Add weekly_harvest.sh wrapper that:
- Runs discover_current_menu.py to fetch this week's 23 active menu slugs
- Runs scrape_live.py with --resume to scrape only new slugs
- Appends timestamped output to /Library/Assets/kiwi/pipeline/logs/
Cron entry added to system crontab:
0 23 * * 0 (every Sunday 23:00)
Logs: /Library/Assets/kiwi/pipeline/logs/purple_carrot_harvest.log
Add three new scripts for Purple Carrot recipe pipeline:
- discover_current_menu.py: fetches this week's active menu slugs from
/plant-based-recipes using requests (server-rendered HTML, no JS needed).
Accumulates slugs across weekly runs for building a recipe corpus over time.
- discover_slugs_categories.py: crawls recipe-category listing pages with
?page=N pagination to discover historical slug inventory. Note: category
archive slugs (past menu items) 404 when scraped live; only use for
identifying currently-featured recipes per category.
- scrape_live.py: updated with --slugs-from flag (load slug inventory from
any parquet, not just the default Wayback one) and fresh-context-per-slug
pattern to bypass Cloudflare session-level bot detection (which fires on
the 2nd+ request in a shared browser context).
Discovery: the live site only renders full ingredient/instruction content for
recipes currently on the active weekly menu. 23/23 current menu recipes
scraped successfully (100% hit rate vs ~1% for archived slugs).
scrape_recipes.py:
- Switch CDX to HTTPS (avoids HTTP 503 rate-limit bucket)

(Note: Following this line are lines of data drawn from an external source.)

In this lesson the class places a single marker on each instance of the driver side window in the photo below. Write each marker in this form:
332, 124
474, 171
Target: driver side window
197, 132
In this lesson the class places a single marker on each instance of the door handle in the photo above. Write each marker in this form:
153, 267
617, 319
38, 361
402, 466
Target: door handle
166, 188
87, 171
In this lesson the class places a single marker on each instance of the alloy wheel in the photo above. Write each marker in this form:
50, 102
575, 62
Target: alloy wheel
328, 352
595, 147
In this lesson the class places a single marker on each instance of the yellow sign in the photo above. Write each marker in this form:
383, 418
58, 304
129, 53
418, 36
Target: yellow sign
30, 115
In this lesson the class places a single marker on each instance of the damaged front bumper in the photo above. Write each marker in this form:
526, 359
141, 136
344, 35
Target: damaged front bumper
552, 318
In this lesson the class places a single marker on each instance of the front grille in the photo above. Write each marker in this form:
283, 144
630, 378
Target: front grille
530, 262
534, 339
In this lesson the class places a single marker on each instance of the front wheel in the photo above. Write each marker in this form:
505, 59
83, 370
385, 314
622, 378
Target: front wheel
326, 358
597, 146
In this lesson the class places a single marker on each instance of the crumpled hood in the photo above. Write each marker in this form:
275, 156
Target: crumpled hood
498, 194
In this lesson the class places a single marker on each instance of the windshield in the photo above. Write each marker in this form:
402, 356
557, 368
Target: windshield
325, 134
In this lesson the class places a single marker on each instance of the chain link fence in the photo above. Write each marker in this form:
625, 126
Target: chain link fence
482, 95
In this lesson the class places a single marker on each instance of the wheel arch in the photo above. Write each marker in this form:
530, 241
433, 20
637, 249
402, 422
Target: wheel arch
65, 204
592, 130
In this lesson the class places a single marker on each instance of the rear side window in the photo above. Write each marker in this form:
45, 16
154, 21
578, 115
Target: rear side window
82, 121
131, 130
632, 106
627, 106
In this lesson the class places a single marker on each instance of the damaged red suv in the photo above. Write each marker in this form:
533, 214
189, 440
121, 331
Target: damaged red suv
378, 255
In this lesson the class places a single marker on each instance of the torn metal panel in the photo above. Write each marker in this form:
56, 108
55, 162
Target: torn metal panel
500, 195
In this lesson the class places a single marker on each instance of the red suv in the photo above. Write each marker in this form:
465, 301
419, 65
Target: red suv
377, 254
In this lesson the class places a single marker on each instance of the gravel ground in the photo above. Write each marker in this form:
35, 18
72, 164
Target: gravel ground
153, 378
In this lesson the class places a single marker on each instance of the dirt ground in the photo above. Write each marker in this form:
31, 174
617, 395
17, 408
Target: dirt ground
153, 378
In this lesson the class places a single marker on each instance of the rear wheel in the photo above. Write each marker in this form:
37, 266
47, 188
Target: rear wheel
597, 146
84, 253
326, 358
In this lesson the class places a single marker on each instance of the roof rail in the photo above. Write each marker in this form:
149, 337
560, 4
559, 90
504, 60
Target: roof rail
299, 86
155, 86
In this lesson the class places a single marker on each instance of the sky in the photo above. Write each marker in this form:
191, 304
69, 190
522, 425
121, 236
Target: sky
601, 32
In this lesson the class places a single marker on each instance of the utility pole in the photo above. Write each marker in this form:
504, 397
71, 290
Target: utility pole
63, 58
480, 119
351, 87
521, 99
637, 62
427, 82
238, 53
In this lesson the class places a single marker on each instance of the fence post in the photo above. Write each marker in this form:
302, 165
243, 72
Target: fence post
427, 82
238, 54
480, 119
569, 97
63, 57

- Restrict product API CDX to 2019–2021 window (pre-HelloFresh instruction stripping)
- Replace inline CDX requests with _cdx_get() helper: retries on 429/503 with
exponential backoff (15s, 30s, 60s, 120s)
- Increase HTML fallback CDX limit from 5 to 10 timestamps
- Bump CDX_DELAY 0.5s → 3.0s and REPLAY_DELAY 1.2s → 2.0s (polite scraping)
- Fix KeyError: 0 on hero_images dict (normalise dict to list before indexing)
discover_wayback.py:
- Switch CDX to HTTPS
scripts/pipeline/log_utils.py (new):
- attach_pipeline_log(script_name): adds a JSON FileHandler to the root logger
writing to /Library/Assets/logs/pipeline/<script>_<ts>.jsonl for Avocet
Turnstone training data ingestion (kiwi#141 / avocet#67)
discover_wayback.py — enumerates recipe slugs from archived menu API
(/api/v2/menus/<id>) and product API (/api/v1/products/*) plus
recipe-category HTML pages. Writes incremental JSONL manifest to
/Library/Assets/kiwi/pipeline/pc_slugs.jsonl.
scrape_recipes.py — fetches full recipe data per slug using three-tier
fallback: product API JSON (oldest captures first), HTML inline state
(__NEXT_DATA__ / __INITIAL_STATE__), and JSON-LD structured data.
Outputs recipes_purplecarrot.parquet in food.com columnar format so
build_recipe_index.py imports it unchanged. Includes SourceURL column
for recipe attribution UI (kiwi#139). Checkpoints every 50 recipes.
Initial discovery: 158 slugs from menu 1536 + product_api pass.
Re-run discover_wayback.py after archive.org stabilizes to pick up
older slugs from recipe-category pages.
Backlog: live Playwright scraper for post-Wayback recipes (kiwi#137).